Ama şu anda önümüzdeki önemli engel: Makinadan çıkması.
Şu anda makinanın desteğiyle soluyor. Bugün gün boyu ajite iken, akşamüzeri biraz rahatladı. Verdikleri yatıştırıcıyla oynadılar ve rahatlamış görünüyor.

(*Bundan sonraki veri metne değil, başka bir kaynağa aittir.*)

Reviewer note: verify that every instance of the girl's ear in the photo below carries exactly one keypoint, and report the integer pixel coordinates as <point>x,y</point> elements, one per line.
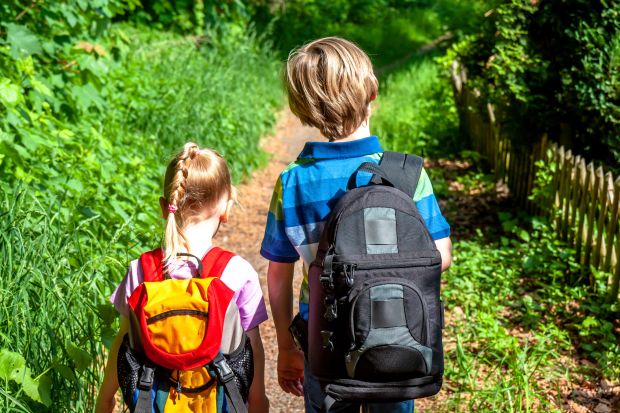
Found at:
<point>163,204</point>
<point>226,214</point>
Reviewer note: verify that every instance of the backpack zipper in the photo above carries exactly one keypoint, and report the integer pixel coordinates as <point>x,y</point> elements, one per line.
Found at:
<point>403,281</point>
<point>369,265</point>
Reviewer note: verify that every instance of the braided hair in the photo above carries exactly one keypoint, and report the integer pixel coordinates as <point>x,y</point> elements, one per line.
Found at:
<point>196,181</point>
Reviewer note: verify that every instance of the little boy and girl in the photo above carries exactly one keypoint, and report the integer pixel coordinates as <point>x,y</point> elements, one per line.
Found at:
<point>330,85</point>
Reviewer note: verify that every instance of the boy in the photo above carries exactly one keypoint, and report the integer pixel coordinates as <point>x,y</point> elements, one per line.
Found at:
<point>330,84</point>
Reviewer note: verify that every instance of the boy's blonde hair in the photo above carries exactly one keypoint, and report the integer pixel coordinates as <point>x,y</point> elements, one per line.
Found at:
<point>330,83</point>
<point>196,181</point>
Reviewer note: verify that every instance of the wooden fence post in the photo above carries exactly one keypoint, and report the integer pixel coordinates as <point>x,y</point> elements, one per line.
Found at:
<point>585,177</point>
<point>583,204</point>
<point>615,279</point>
<point>593,199</point>
<point>602,211</point>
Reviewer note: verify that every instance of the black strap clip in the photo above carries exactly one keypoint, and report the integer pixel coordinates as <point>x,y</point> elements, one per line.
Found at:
<point>146,378</point>
<point>222,369</point>
<point>328,344</point>
<point>331,309</point>
<point>327,280</point>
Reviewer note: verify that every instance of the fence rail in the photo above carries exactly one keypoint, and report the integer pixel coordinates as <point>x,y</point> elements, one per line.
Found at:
<point>583,202</point>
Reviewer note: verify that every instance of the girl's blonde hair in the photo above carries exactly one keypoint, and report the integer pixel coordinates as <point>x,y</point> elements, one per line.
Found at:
<point>196,181</point>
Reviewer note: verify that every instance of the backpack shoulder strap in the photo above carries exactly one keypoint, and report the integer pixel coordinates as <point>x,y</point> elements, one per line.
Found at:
<point>152,263</point>
<point>403,170</point>
<point>215,261</point>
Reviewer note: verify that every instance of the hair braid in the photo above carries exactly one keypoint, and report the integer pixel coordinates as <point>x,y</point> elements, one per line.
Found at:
<point>175,238</point>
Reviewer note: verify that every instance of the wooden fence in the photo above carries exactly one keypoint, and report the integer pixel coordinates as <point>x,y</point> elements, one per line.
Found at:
<point>583,199</point>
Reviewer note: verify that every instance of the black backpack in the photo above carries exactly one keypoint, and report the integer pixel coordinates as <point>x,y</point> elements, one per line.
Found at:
<point>376,317</point>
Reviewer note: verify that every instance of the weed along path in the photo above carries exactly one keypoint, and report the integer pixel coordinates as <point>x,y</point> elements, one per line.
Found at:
<point>244,233</point>
<point>494,360</point>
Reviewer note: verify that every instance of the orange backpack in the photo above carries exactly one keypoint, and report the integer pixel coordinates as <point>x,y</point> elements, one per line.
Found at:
<point>186,350</point>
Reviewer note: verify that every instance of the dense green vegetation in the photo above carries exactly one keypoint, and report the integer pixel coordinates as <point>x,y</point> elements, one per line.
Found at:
<point>553,67</point>
<point>89,114</point>
<point>95,96</point>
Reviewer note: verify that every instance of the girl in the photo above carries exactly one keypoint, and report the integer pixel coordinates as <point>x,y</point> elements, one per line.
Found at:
<point>198,197</point>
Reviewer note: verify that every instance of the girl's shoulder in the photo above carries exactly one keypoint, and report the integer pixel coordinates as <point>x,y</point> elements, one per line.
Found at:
<point>239,272</point>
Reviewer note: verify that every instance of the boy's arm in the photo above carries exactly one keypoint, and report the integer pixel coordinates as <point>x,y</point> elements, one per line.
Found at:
<point>109,386</point>
<point>257,399</point>
<point>444,245</point>
<point>290,359</point>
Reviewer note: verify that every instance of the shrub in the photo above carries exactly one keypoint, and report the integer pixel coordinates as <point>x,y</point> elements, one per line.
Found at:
<point>553,67</point>
<point>88,121</point>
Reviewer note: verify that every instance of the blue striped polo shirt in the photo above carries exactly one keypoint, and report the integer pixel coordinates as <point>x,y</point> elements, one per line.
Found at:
<point>308,189</point>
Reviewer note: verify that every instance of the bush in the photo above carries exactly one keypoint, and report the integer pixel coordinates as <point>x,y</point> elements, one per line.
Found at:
<point>88,120</point>
<point>416,111</point>
<point>553,67</point>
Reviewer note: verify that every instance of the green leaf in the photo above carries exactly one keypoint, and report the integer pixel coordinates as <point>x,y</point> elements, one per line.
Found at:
<point>65,371</point>
<point>108,334</point>
<point>86,96</point>
<point>11,364</point>
<point>106,312</point>
<point>37,389</point>
<point>10,94</point>
<point>23,42</point>
<point>80,357</point>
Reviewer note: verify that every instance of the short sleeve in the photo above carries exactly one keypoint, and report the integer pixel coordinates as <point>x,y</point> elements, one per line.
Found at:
<point>241,277</point>
<point>428,207</point>
<point>276,245</point>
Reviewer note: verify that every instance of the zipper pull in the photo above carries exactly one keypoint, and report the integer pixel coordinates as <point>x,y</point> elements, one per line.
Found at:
<point>349,277</point>
<point>179,386</point>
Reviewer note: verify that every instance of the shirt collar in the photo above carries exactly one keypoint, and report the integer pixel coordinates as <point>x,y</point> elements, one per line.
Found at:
<point>339,150</point>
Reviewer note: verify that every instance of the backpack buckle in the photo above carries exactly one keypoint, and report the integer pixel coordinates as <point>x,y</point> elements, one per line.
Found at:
<point>327,280</point>
<point>146,378</point>
<point>222,369</point>
<point>331,309</point>
<point>328,344</point>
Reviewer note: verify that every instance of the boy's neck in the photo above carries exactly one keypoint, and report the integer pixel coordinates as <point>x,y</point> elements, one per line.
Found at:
<point>363,131</point>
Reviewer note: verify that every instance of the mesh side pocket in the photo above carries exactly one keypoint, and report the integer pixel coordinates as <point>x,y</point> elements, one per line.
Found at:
<point>241,361</point>
<point>128,370</point>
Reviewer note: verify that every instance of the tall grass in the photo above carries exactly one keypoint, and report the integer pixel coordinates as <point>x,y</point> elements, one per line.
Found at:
<point>54,282</point>
<point>416,112</point>
<point>85,203</point>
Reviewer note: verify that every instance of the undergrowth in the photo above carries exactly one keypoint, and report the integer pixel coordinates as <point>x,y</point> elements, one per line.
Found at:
<point>525,324</point>
<point>416,111</point>
<point>79,193</point>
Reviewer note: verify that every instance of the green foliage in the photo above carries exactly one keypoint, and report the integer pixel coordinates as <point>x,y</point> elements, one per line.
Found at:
<point>387,30</point>
<point>517,318</point>
<point>90,113</point>
<point>553,67</point>
<point>416,111</point>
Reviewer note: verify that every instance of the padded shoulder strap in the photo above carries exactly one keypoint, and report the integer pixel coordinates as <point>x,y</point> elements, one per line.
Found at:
<point>403,170</point>
<point>152,265</point>
<point>215,261</point>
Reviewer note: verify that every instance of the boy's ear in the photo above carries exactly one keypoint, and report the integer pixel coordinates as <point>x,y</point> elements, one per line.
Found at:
<point>226,214</point>
<point>163,204</point>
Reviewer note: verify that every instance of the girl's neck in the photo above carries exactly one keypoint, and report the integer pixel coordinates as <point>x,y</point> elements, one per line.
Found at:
<point>200,235</point>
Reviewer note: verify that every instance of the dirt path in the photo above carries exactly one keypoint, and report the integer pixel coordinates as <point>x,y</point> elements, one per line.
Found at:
<point>244,233</point>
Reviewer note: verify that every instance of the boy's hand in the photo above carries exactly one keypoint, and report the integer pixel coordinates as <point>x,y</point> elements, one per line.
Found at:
<point>291,371</point>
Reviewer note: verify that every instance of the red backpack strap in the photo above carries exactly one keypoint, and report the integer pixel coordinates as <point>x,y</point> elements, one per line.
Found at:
<point>214,263</point>
<point>152,263</point>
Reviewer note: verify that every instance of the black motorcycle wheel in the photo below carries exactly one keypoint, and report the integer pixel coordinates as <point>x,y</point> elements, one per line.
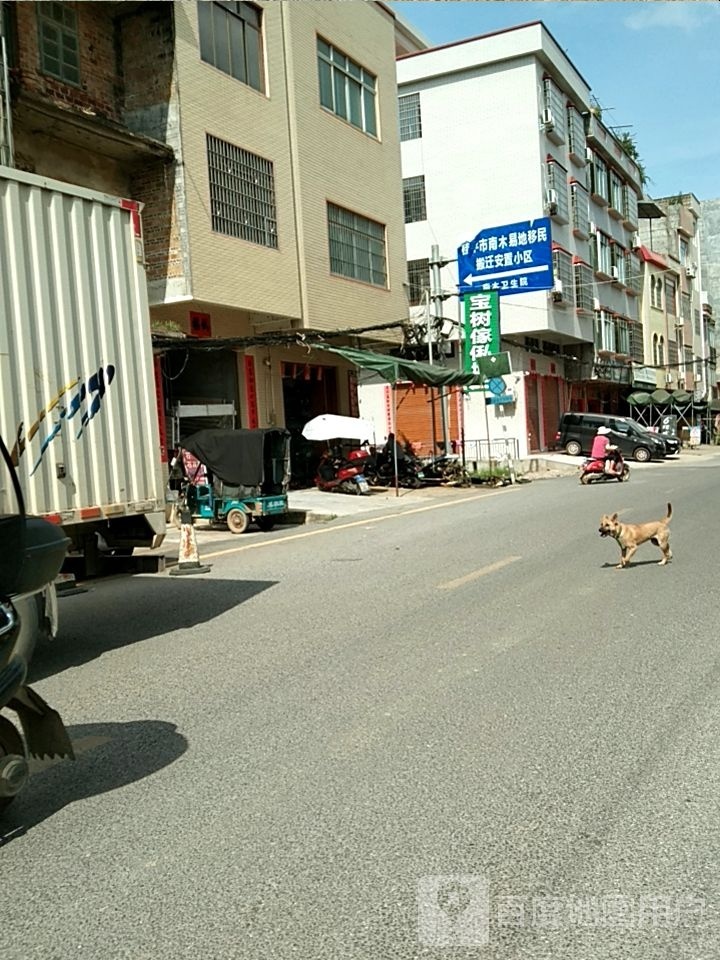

Verdikleri sıvı, kortizon, albumin desteği ile damar içi "volume" un belli bir seviyede kalmasına çalışıyorlar. Yani sızıntıyı azaltmaya. Ama bir yandan yapmaları gereken vücuttaki fazla sıvıyı atma işinde geriden geliyorlar. Çünkü "lasix" tansiyon düşürücü etki yapıyor. Halbuki tansiyonu makinadaki basınç nedeniyle düşük, ve ilaçlarla yükseltiyorlar.
Umarım yukarıdaki paragraf doğrudur.
Anlayabildiğim kadarıyla basitçe böyle. Biraz daha detayı var. Ama birazını anladım. Anladıkça zor olduğunu , ince bir ayar gerektirdiğini de anladım. Bu noktaya gelmeden daha iyi manage edilseydi diye hayıflandım.
Ama yine önümüze bakacağız.
Yavaş yavaş. Anthony, paramedik, bugün yanımıza yeni bir hasta getirdi, nasıl diye baktı. "Baby steps" deyiverdi. Çok doğru.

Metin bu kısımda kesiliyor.